|
Fig. 3
Different calcium signals in small and large terminals of the same cell.
(A) A BC expressing GCaMP5. Large and small terminals are indicated by the blue and red arrows. Scalebar 10 µm. (B) Responses of the terminals in (A) to a stimulus modulated at 1 Hz. (C) Power spectrum of the responses from large and small terminals calculated for different stimulus frequencies. (D) Mixed BC filled with OGB-5N in a slice of goldfish retina. Scale bar 10 µm. (E) Spatially averaged Ca2+ signals in the small (red) and large (black) terminal during a 2 s depolarizing current step (10 pA). This BC did not generate spikes. (F) A comparison of Ca2+ signals in the small and large terminal of a “spiking” BC. Each spike caused a calcium transient that was larger and faster in the smaller terminal. (G–I) Time constants of the calcium signal rise (trise), decay (tdecay), and peak amplitude, evaluated in 16 pairs of small and large terminals. For small and large, τrise = 0.25±0.20 and 1.16±0.64 s; τdecay = 1.42±0.82 and 2.91±2.05 s; amplitude = 1.29±0.38 and 0.68±0.21 µM. All these parameters were significantly different in small and large terminals (p<0.001; Wilcoxon ranked sum, n = 16 cells from nine adult retinae).
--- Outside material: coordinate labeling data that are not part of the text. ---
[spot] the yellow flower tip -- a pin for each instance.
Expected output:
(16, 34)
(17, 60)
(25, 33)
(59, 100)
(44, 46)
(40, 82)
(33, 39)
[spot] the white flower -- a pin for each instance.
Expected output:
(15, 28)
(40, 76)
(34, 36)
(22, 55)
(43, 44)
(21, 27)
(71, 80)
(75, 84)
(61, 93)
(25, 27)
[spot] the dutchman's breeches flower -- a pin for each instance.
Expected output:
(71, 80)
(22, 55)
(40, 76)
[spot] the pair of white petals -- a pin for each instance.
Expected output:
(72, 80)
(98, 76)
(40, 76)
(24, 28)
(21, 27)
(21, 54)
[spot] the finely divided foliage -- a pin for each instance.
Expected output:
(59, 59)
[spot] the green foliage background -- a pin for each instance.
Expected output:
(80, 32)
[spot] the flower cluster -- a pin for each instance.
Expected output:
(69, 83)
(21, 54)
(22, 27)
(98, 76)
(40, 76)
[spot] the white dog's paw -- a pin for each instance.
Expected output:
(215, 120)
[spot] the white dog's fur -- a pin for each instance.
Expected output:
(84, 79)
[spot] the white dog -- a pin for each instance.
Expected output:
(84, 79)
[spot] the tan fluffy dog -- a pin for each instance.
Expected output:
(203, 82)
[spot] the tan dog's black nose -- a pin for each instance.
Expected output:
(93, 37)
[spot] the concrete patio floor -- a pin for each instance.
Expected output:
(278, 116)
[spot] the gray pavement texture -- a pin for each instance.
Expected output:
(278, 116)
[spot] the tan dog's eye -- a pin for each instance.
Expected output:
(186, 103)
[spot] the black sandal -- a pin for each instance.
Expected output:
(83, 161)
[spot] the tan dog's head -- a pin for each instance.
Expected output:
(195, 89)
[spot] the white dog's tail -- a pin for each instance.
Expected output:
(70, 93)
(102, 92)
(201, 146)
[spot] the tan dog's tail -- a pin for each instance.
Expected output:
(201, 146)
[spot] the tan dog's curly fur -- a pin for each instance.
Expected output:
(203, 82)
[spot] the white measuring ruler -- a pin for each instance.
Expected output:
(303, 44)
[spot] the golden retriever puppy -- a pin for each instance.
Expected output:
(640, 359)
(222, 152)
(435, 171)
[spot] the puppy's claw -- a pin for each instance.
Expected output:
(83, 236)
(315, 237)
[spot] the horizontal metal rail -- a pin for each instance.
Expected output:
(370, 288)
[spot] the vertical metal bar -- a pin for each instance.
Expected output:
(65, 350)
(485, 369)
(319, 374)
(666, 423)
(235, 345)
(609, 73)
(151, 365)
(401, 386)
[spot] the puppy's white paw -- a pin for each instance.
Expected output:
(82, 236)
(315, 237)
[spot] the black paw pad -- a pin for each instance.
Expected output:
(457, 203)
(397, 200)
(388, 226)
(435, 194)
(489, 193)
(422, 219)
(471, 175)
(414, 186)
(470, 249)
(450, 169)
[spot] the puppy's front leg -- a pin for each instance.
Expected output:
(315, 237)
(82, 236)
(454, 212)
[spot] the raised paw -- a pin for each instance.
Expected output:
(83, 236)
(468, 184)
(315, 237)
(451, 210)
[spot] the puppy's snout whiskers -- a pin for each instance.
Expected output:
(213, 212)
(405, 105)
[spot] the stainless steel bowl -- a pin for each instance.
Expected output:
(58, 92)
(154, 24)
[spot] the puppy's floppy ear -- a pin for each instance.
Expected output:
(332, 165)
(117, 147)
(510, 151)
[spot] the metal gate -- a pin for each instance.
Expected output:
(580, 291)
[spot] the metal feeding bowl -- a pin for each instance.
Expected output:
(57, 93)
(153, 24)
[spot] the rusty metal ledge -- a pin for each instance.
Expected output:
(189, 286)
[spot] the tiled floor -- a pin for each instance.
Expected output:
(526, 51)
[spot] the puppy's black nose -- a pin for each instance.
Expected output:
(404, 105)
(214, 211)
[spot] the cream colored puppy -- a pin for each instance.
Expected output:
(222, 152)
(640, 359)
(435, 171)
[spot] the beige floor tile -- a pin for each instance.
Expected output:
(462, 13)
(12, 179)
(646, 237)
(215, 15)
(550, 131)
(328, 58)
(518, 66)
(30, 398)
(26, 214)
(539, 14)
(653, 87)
The average radii of the small and large terminals were 1.1±0.3 and 5.2±1.2 µm, respectively. (J) Time constants of calcium decay were directly proportional to terminal radius determined using imaging (grey, n = 32 terminals) or capacitance measurements (black, n = 20 terminals). The linear fit was constrained to go through the origin. Error bars show 1 standard deviation (SD).